Molecular Characterization of Limited Ulcerative Colitis Reveals Novel Biology and Predictors of Disease Extension

Affiliations

Molecular Characterization of Limited Ulcerative Colitis Reveals Novel Biology and Predictors of Disease Extension

Carmen Argmann et al. Gastroenterology. 2021 Dec.

Abstract

Background and aims: Disease extent varies in ulcerative colitis (UC) from proctitis to left-sided colitis to pancolitis and is a major prognostic factor. When the extent of UC is limited there is often a sharp demarcation between macroscopically involved and uninvolved areas and what defines this or subsequent extension is unknown. We characterized the demarcation site molecularly and determined genes associated with subsequent disease extension.
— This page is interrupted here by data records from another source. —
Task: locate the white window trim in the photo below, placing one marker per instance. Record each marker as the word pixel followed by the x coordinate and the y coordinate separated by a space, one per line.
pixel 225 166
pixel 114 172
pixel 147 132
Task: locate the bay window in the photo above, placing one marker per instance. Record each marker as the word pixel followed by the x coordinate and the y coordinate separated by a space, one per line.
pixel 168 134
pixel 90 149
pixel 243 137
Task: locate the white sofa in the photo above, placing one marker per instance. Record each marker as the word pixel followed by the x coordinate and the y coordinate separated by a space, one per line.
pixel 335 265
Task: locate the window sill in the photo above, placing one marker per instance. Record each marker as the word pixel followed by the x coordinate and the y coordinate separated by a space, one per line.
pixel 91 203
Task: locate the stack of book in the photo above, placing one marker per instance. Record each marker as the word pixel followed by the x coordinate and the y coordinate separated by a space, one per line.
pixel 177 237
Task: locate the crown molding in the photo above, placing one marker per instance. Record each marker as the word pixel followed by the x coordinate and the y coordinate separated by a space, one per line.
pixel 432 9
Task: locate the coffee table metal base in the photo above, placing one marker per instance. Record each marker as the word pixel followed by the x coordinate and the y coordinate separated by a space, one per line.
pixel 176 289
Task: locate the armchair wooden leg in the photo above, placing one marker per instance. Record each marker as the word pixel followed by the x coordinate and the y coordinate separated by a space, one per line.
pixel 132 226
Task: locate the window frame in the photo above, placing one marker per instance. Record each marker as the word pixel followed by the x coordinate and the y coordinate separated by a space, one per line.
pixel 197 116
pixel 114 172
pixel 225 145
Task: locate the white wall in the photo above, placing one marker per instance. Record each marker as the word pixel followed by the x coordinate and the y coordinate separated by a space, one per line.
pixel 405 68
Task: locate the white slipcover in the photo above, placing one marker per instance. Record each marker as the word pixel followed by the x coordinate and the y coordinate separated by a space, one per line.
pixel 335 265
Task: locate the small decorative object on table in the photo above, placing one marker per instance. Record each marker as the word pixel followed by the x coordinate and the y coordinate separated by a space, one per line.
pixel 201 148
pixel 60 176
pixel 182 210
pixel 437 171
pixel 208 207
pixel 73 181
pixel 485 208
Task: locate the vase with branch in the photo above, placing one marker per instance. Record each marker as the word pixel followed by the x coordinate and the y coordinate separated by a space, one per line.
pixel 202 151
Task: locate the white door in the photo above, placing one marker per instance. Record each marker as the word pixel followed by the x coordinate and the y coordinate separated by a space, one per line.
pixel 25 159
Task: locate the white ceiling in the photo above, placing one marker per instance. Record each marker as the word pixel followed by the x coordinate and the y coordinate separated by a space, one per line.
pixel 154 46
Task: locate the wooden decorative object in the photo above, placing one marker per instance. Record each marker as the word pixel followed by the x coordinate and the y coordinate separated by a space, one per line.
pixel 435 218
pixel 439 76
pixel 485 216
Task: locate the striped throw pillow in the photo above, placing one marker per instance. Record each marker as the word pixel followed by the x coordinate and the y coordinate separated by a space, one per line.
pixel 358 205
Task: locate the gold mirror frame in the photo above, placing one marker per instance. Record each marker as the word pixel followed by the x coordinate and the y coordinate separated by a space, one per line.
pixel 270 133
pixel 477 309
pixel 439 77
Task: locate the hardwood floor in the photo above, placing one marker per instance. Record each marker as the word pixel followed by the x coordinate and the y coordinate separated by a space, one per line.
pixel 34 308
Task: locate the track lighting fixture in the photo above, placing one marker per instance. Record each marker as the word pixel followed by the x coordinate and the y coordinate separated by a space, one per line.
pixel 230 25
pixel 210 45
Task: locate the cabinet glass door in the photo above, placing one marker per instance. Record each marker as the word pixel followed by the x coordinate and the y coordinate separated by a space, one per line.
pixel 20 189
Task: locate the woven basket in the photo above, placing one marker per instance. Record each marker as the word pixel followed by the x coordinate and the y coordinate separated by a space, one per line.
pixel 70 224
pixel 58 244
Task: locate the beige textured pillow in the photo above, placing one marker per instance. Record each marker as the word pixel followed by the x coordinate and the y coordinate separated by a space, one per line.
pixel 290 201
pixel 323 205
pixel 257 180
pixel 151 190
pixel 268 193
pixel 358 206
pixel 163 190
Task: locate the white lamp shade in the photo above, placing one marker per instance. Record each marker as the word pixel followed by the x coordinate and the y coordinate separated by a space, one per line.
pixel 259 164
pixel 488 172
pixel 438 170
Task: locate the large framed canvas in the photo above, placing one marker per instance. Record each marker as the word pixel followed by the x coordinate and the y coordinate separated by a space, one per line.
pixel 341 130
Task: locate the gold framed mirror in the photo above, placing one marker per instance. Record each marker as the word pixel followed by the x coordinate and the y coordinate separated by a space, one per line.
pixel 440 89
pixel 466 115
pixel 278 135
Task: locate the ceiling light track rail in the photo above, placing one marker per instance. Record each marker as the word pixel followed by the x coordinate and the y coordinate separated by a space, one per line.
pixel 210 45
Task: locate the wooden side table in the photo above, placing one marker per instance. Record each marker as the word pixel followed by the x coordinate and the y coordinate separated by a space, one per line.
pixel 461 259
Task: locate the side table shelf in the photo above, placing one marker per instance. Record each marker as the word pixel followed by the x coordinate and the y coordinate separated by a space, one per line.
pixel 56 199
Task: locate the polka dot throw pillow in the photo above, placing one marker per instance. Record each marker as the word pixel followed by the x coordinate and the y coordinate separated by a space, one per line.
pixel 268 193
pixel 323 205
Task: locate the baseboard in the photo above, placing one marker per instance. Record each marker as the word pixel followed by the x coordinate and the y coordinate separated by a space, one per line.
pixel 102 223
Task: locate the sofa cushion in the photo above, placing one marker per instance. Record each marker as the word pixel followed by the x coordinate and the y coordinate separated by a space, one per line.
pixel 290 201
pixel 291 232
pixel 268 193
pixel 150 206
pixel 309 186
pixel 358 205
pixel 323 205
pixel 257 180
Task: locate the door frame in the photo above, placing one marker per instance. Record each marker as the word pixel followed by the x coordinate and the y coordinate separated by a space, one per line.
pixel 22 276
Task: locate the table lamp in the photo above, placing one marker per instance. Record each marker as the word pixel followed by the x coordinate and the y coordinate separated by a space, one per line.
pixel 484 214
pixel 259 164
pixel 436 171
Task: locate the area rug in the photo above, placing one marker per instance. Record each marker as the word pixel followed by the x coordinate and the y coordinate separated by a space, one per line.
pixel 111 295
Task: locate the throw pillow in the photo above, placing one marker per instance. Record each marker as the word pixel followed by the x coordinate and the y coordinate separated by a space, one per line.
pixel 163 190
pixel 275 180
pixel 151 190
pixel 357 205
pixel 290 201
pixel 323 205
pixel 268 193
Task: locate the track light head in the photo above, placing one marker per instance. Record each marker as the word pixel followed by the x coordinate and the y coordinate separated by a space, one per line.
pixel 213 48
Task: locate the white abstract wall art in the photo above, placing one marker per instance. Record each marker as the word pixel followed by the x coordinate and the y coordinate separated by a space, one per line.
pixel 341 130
Methods: We performed RNA sequence analysis of biopsy specimens from UC patients with endoscopically and histologically confirmed limited disease, of which a subset later extended. Biopsy specimens were obtained from the endoscopically inflamed upper (proximal) limit of disease, immediately adjacent to the uninvolved colon, as well as at more proximal, endoscopically uninflamed colonic segments.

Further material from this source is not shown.